Ponte Cestio nel 1880 circa
Ponte Cestio oggi

Il Ponte Cestio (anche Pons Aurelius, Pons Gratiani, Ponte di San Bartolomeo, Ponte Ferrato) è una ponte di Roma, che collega l'Isola Tiberina alla terraferma sul lato occidentale, verso Trastevere.

Indice

[modifica] Storia

Il ponte fu costruito simmetricamente a quello Fabricio, dal pretore Gaio Cestio nel 46 o 44 a.C. (titolare dell'omonima piramide), oppure da Lucio Cestio l'anno successivo.
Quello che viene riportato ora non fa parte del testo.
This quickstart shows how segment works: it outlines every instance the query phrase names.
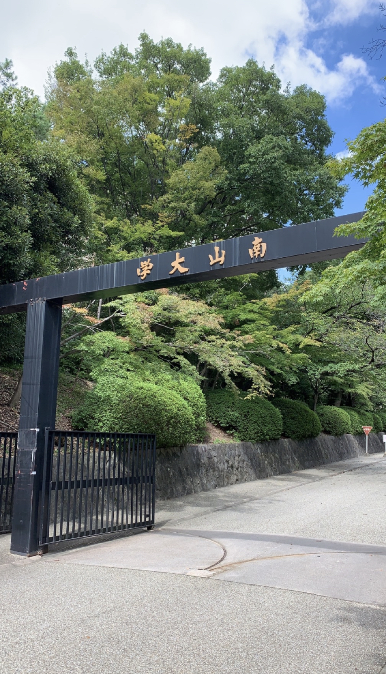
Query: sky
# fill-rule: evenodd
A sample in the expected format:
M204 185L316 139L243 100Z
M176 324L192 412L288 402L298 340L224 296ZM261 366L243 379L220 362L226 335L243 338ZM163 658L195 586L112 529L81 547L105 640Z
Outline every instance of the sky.
M253 57L274 65L283 86L306 84L325 96L330 152L342 156L347 139L386 117L386 52L371 60L362 51L381 20L379 0L13 0L1 9L0 61L12 59L19 84L43 99L47 70L67 47L92 63L120 42L133 51L143 30L203 47L214 79ZM363 210L369 193L349 184L341 214Z

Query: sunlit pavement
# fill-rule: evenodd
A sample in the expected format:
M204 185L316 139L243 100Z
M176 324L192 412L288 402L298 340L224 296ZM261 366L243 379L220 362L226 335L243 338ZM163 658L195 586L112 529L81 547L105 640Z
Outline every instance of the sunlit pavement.
M0 537L0 672L379 674L385 478L373 454L158 502L41 559Z

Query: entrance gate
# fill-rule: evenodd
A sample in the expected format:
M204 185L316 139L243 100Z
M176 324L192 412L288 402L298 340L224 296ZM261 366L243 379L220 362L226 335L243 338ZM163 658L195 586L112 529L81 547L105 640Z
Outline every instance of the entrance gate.
M86 499L87 495L88 507L91 508L90 503L92 503L95 508L94 493L92 497L90 491L92 485L94 489L96 484L99 485L98 489L102 485L102 488L107 489L106 493L112 495L112 492L109 490L113 487L121 489L128 474L127 472L125 479L123 473L121 473L119 477L117 474L112 477L108 471L104 477L99 473L96 477L84 477L84 465L81 458L80 476L78 459L75 459L78 470L76 478L74 477L73 480L72 474L70 476L69 473L67 475L65 472L61 473L61 479L59 477L57 479L54 478L55 473L51 471L51 464L47 458L53 459L52 469L55 470L56 468L60 472L60 466L63 466L65 460L64 454L62 457L62 443L65 440L62 434L59 442L57 431L51 431L51 435L49 433L47 440L46 429L55 428L55 423L63 304L343 257L351 251L360 248L366 240L356 239L352 236L335 236L336 228L347 222L356 222L363 215L363 212L354 213L173 252L146 255L139 259L89 267L0 286L0 313L27 311L20 418L14 462L11 551L19 555L35 555L39 545L46 546L54 543L58 535L59 539L61 535L63 539L65 534L66 538L95 535L103 532L106 526L109 530L114 530L114 527L123 526L122 518L118 523L117 511L115 511L112 518L109 509L108 524L104 518L103 522L95 520L95 510L92 517L87 511L85 518L80 495L82 495L82 499ZM82 434L75 435L80 442L81 449L78 452L80 451L84 460L86 454L88 456L90 442L94 446L94 439L84 441L84 454ZM98 458L102 458L103 456L104 460L107 452L106 462L110 462L108 465L110 466L111 460L117 459L115 460L111 454L110 441L106 445L108 450L103 448L101 454L100 444L98 446ZM153 446L155 448L155 441ZM92 452L91 449L90 451ZM55 452L57 453L56 465ZM115 456L115 452L112 454ZM79 453L77 456L79 458ZM93 456L96 456L95 452ZM65 460L67 461L67 458ZM119 463L118 465L121 471L124 470L123 464ZM152 470L154 470L154 464ZM47 475L49 476L48 479ZM142 473L140 478L135 478L135 480L137 489L139 484L143 485ZM133 495L134 483L125 484L125 489L129 486ZM120 499L122 497L125 501L127 493L125 492L123 497L122 493L119 493ZM154 508L154 493L152 498L152 508ZM82 500L82 503L85 501ZM122 505L122 501L120 503ZM148 506L148 500L146 503ZM104 500L103 504L103 508L106 508L107 503L105 504ZM52 516L53 519L51 518L53 508L55 511ZM40 527L42 512L42 528ZM106 510L104 513L104 518ZM126 508L123 516L125 526L126 520L129 522L127 513ZM132 514L131 509L131 524ZM138 521L141 521L142 524L138 524ZM152 522L154 522L154 519ZM147 520L136 520L135 526L147 525Z
M39 546L154 524L155 435L46 431Z

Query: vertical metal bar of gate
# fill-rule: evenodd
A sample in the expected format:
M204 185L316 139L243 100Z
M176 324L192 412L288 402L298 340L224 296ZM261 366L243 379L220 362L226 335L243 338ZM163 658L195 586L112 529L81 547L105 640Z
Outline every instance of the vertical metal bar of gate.
M17 433L0 433L0 534L11 530Z
M71 539L152 528L155 436L47 430L45 439L41 549Z

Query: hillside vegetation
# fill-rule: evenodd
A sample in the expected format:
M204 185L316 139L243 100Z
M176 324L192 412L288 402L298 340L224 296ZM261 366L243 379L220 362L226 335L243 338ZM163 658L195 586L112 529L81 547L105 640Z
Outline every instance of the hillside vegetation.
M57 423L155 431L165 447L208 423L222 439L383 429L386 123L340 162L317 92L253 59L212 81L203 49L145 33L92 65L69 48L44 103L3 66L0 283L329 217L350 172L375 188L342 229L369 243L286 283L269 271L65 307ZM24 331L23 314L0 317L4 427Z

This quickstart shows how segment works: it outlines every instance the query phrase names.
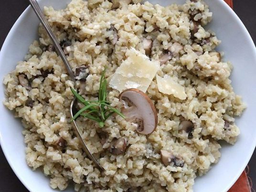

Subì un primo restauro nel 152, ma fu completamente ricostruito nel 370 con materiali di reimpiego, provenienti anche dal vicino Teatro di Marcello, dagli imperatori Valentiniano I, Valente e Graziano; quest'ultimo diede un nuovo nome al ponte. Un altro restauro, documentato da un'epigrafe, si ebbe nel 1191-93 da parte di Benedetto Carissimi.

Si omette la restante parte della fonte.